I'm not even kidding. After three seasons we close on some sort of Anglican guilt trip. A lot of the series has been focused on faith, and in particular Vanessa's faith, but it's such a conservative salvation. Actually, that's pretty apt to so much of the series, which has always toyed with 'damn the patriarchy' while being a little too cosmically patriarchal to quite convince. It was disappointing to go back to Vanessa as a largely hapless pawn incapable of controlling her own power (although in fairness, this perhaps applies to all characters with power, including Gray, the werewolves and John Clare, whose son dies and whose wife kicks him out for refusing to get Frankenstein to transform the boy into an immortal abomination, by the by,) and disappointing that we'll never get to see the team joining Lyle in Egypt to battle mummies (barring spin off possibilities; Dime Novel, perhaps.)
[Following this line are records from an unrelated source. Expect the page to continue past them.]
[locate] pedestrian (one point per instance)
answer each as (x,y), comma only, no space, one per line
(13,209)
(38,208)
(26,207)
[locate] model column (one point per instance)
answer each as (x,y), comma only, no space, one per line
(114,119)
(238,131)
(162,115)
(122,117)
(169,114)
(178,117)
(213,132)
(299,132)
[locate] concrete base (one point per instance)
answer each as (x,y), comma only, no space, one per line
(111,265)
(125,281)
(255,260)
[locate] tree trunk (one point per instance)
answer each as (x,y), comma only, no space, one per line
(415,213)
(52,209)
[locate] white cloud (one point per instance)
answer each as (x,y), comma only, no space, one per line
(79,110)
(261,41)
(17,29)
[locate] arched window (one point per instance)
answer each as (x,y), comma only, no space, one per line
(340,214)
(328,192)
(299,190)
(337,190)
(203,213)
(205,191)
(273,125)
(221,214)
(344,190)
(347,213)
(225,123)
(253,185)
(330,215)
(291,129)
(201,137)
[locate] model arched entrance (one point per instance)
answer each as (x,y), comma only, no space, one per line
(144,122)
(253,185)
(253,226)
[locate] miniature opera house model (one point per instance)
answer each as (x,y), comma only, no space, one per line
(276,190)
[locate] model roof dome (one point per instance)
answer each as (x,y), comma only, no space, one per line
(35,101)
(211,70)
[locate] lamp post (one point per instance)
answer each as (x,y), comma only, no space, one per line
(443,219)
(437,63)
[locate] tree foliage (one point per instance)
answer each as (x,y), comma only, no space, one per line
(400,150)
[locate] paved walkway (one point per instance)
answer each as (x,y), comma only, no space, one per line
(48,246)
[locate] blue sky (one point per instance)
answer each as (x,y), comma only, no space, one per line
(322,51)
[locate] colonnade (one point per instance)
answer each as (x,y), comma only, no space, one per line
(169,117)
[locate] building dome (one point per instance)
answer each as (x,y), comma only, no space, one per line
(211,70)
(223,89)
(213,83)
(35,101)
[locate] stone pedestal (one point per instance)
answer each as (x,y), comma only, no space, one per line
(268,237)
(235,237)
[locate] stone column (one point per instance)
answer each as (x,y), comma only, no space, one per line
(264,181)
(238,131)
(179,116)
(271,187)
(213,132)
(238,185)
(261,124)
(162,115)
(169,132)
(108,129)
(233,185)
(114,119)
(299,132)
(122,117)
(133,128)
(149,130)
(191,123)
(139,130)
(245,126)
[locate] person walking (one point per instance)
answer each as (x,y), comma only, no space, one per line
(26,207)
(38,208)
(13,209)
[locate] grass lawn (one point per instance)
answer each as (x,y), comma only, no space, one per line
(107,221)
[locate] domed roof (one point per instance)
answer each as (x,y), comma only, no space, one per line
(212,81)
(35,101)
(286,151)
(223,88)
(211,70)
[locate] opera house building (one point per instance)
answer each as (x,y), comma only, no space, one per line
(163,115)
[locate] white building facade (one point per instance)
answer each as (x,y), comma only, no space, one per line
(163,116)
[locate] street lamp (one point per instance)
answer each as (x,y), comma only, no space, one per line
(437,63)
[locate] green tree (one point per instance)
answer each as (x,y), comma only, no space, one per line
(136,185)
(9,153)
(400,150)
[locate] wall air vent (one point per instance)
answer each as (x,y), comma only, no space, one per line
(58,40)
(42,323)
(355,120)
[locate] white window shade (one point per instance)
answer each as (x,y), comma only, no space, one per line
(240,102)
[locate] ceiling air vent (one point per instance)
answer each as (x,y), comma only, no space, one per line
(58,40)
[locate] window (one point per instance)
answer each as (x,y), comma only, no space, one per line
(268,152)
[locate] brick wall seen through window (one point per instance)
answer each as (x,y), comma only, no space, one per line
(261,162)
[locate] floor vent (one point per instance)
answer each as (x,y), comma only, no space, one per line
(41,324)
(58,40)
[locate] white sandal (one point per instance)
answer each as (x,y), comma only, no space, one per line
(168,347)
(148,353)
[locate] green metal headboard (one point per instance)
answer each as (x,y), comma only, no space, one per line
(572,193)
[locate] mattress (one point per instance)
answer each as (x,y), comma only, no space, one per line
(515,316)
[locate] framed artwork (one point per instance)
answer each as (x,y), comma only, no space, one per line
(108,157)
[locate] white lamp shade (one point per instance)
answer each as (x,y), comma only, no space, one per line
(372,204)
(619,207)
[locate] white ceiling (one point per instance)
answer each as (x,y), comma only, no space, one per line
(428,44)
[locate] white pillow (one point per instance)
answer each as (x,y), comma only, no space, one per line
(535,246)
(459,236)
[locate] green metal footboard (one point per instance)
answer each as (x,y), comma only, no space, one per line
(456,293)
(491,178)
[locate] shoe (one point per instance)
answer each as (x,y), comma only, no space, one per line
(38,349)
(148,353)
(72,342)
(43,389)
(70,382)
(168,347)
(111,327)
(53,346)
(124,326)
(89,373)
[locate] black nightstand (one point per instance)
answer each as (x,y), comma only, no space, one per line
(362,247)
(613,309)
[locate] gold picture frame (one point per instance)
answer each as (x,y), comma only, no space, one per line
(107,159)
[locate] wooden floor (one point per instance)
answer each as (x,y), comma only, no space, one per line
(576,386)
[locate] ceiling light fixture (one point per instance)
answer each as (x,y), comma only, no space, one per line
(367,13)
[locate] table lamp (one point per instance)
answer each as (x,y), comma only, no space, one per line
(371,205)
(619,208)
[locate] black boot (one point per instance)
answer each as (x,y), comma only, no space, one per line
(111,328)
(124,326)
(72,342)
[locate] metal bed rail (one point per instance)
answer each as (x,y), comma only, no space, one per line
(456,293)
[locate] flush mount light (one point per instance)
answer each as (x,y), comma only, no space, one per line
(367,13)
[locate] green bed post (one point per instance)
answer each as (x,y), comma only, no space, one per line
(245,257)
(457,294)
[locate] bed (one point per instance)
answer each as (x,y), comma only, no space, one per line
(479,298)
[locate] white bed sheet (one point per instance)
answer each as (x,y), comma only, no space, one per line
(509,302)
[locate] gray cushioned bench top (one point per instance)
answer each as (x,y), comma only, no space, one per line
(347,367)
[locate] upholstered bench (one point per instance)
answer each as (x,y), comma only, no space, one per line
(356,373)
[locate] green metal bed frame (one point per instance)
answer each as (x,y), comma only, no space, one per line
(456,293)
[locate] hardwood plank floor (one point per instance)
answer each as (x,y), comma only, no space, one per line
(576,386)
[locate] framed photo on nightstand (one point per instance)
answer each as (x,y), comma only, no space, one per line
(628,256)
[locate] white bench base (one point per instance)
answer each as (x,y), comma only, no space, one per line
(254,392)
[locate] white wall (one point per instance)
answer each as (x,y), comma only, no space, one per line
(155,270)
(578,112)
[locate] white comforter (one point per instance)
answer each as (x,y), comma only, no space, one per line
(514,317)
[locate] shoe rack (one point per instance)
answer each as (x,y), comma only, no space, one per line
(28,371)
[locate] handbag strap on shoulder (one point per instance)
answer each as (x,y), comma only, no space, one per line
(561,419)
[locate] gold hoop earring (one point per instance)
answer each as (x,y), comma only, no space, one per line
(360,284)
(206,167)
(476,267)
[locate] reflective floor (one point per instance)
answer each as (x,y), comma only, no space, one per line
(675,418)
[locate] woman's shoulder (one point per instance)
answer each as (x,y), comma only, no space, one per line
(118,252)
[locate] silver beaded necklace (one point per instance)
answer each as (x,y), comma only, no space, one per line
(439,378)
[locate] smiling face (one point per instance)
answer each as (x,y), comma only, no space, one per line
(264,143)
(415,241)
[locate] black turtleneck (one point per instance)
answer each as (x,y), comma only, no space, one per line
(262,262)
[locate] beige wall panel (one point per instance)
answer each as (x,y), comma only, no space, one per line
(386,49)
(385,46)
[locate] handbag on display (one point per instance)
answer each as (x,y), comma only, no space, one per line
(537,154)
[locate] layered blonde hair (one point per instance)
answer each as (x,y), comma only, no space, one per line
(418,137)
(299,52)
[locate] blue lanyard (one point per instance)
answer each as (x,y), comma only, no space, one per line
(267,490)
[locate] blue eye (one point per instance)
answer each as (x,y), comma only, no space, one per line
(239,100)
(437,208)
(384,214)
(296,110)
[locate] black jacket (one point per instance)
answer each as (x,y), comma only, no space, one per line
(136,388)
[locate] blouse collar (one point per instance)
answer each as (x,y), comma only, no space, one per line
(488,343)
I've never been Penny Dreadful's biggest fan, but it showed - and I would say squandered - a lot of potential in Season 3. While it wanted to be edgy, great chunks of its core concepts remained mired in stodgy conservatism - love is good, sex is bad; a woman's power exists to service men (or masculine entities); faith = conventional religion; minority characters service the narrative of the European leads - leaving the better aspects of the show somewhat adrift. It also took much too long to get to a place where the flawed (deliberately) characters were exposed enough to become sympathetic or likable, leaving Season 1 in particular hard to invest in, and Dorian Gray always seemed somewhat pointless here.

On the upside, the show was never less than lavish, with its mix of gorgeous interiors, grey streets and grim hovels, free flowing blood and brutal action. Alas, it never quite found its flow, and its swift ending after suggestions of six seasons (and a movie?) hints that perhaps it had terminally lost its way.

Here's hoping that Eva Green's next role has more opportunities for her to smile.

* A series of evil seminars given by Bowie's Goblin King, perhaps.